Summary
Incident Start time: 09:45am
Incident End Time: 11:15am
Business Services Impacted: CRM SPA app for a subset of customers
A scaling change made on the Azure infrastructure to mitigate database performance issues appears to have caused degraded CRM performance. One server was restarted which caused a spike in response times for 5-10 minutes while it warmed up, but performance was still slow on another server.
The scaling change was reverted and the second server was restarted, which also experienced a smaller spike while it warmed, then normal CRM performance was resumed.
Timeline
09:45am CRM slowness was reported by customers. This was raised with our infrastructure team who started investigating the issues.
10:12am The scaling changes made on Friday were reverted and one database instance was restarted.
10:25am Issue was raised again internally by staff as the instance restart had not fully resolved all issues.
10:39am The Devops team reported that a second instance wn1mdwk0000V8 was still suffering from performance issues and this was rebooted around 10:46am.
Staff internally were advised the instances had been restarted and would continue to be slow for 5-10 minutes until they had warmed up.

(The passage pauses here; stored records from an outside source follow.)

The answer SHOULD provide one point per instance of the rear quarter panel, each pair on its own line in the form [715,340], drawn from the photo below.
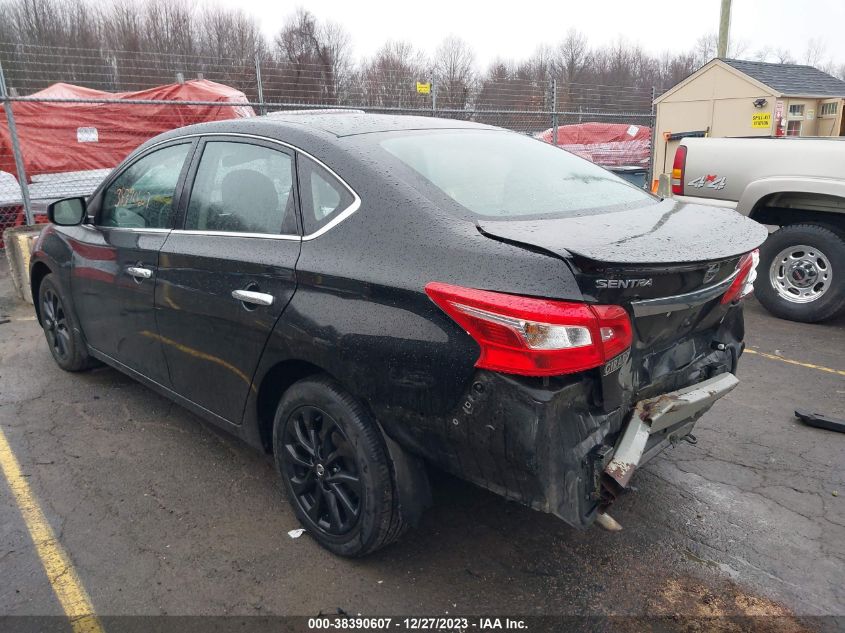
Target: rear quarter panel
[360,311]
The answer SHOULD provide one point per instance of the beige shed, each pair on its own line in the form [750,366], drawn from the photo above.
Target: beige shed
[732,97]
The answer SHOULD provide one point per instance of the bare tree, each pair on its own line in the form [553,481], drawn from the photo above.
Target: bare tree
[309,57]
[388,79]
[454,73]
[815,52]
[783,56]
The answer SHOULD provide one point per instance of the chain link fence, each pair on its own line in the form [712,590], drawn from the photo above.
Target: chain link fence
[71,115]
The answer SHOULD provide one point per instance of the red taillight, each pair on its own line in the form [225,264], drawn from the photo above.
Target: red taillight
[743,283]
[535,337]
[678,167]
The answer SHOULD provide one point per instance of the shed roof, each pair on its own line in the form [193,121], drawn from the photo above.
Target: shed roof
[796,80]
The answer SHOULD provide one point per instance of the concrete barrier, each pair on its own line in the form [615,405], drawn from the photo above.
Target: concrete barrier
[19,241]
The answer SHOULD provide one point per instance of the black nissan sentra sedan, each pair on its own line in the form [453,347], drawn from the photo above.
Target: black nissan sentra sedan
[362,295]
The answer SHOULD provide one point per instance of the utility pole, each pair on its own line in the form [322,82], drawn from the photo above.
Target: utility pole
[724,29]
[16,149]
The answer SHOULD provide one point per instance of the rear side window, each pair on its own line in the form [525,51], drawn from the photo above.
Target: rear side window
[242,188]
[505,175]
[142,196]
[322,195]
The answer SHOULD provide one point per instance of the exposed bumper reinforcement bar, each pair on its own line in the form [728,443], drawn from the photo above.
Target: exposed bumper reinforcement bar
[655,414]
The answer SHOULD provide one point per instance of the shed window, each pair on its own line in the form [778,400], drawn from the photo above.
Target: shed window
[828,109]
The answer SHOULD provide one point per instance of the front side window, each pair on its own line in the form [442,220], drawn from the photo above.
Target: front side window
[242,188]
[507,175]
[142,196]
[323,196]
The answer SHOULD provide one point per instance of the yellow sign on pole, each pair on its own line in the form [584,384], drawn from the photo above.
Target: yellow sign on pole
[761,120]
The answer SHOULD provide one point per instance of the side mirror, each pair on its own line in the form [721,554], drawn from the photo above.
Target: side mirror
[67,212]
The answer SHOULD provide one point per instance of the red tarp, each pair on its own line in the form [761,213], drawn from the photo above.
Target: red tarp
[62,137]
[606,144]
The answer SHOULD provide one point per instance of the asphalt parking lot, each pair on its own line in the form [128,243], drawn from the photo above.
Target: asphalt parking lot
[161,514]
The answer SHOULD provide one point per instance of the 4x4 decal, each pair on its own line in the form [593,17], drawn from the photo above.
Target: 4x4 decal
[711,181]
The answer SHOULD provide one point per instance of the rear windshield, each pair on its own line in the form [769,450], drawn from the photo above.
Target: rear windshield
[503,174]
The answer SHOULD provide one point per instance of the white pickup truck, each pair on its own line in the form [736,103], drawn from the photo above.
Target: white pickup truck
[797,184]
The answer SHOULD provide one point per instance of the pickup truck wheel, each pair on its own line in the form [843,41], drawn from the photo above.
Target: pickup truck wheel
[335,468]
[802,273]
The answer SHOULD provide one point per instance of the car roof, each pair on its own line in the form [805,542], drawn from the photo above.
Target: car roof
[349,123]
[309,131]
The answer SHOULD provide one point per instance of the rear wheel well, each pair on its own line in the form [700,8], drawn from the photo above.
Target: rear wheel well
[273,386]
[39,271]
[783,209]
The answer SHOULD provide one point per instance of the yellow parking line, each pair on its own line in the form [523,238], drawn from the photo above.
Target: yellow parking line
[63,578]
[838,372]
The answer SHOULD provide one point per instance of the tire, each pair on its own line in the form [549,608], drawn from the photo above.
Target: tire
[343,491]
[817,255]
[61,328]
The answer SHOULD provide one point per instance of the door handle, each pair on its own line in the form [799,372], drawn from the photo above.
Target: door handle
[255,298]
[139,273]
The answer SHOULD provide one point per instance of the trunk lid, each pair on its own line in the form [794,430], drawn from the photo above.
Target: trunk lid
[663,233]
[668,265]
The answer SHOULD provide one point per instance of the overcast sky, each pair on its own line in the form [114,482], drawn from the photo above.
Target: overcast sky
[512,30]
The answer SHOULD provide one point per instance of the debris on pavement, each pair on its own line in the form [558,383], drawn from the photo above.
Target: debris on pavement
[608,522]
[821,421]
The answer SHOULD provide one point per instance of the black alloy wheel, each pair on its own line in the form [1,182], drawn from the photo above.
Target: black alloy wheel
[320,466]
[334,464]
[56,326]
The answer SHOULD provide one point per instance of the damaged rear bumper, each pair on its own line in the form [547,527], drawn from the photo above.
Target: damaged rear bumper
[664,416]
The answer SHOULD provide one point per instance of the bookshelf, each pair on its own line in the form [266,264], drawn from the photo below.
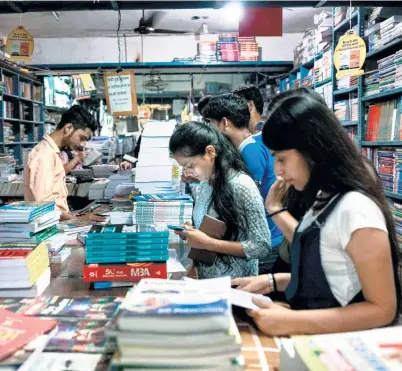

This incident was marked as resolved at 11:17am once several customers had confirmed their performance issues were resolved.
Going Forward
We have identified the root cause of the issues caused by scaling the services, and have an updated deployment plan to stop these updates from causing performance spikes in future once any service is restarted.
The Devops team have an update to review and deploy, to work around the issue of Microsoft Azure sending requests to servers before they are ready. This should help resolve the performance spikes when updates are deployed and/or services are restarted.